Machine Learning/Decision Trees/C4.5 Example 1

Factors Affecting Golf

Purpose: to illustrate, by a simple golf example, how the C4.5 and C4.5rules programs function.

Problem: given the training instances below, use C4.5 and C4.5rules to generate rules as to when to play, and when not to play, a game of golf.

Training Data

Outlook	Temperature	Humidity	Windy	Play (positive) / Don't Play (negative)
sunny	85	85	false	Don't Play
sunny	80	90	true	Don't Play
overcast	83	78	false	Play
rain	70	96	false	Play
rain	68	80	false	Play
rain	65	70	true	Don't Play
overcast	64	65	true	Play
sunny	72	95	false	Don't Play
sunny	69	70	false	Play
rain	75	80	false	Play
sunny	75	70	true	Play
overcast	72	90	true	Play
overcast	81	75	false	Play
rain	71	80	true	Don't Play

The column headers - the attribute names - become part of "golf.names", the filestem.names file.
The subsequent rows - the training instances - are entered into "golf.data", the filestem.data file.

Command-Line Syntax

The following commands were executed to produce results at the default verbosity level
(% represents the prompt; it is not typed):

% c4.5 -f golf
% c4.5rules -f golf

"-f [filestem]" specifies the file stem to be used.

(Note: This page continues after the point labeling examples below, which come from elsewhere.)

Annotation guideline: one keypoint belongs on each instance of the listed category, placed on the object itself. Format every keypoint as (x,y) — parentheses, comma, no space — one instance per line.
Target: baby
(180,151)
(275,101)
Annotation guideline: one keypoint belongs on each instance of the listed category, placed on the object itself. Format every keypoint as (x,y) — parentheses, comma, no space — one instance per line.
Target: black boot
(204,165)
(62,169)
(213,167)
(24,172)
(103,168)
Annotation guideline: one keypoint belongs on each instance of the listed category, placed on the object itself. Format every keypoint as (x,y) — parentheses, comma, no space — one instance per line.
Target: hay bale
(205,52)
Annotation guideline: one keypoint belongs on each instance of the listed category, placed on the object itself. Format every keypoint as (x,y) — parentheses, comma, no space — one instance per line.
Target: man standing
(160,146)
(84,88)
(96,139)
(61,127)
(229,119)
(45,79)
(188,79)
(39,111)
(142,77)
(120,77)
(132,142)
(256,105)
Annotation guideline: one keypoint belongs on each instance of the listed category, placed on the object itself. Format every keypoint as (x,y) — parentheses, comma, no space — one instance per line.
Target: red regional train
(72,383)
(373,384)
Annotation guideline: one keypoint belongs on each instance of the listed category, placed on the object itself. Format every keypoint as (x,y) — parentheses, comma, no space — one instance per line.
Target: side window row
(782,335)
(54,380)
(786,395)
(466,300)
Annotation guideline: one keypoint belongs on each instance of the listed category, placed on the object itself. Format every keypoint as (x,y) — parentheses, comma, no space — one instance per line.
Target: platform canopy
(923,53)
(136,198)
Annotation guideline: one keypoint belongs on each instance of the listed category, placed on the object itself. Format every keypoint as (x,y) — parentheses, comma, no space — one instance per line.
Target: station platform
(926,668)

It may also be handy to redirect the output generated by these programs to files for future review using the " greater than " operator at the command-line as follows:

% c4.5 -f golf > golf.dt
% c4.5rules -f golf > golf.r

Additionally, higher verbosity levels may be specified to obtain statistical data calculated at runtime:

e.g., C4.5 verbosity level 1
% c4.5 -f golf -v 1 > golf.dt1
e.g., C4.5rules verbosity level 3
% c4.5rules -f golf -v 3 > golf.r3

"-v [1-3]" specifies the verbosity level to be used from a scale of 1 to 3. Omitting this switch forces C4.5 and C4.5rules to use the default verbosity level.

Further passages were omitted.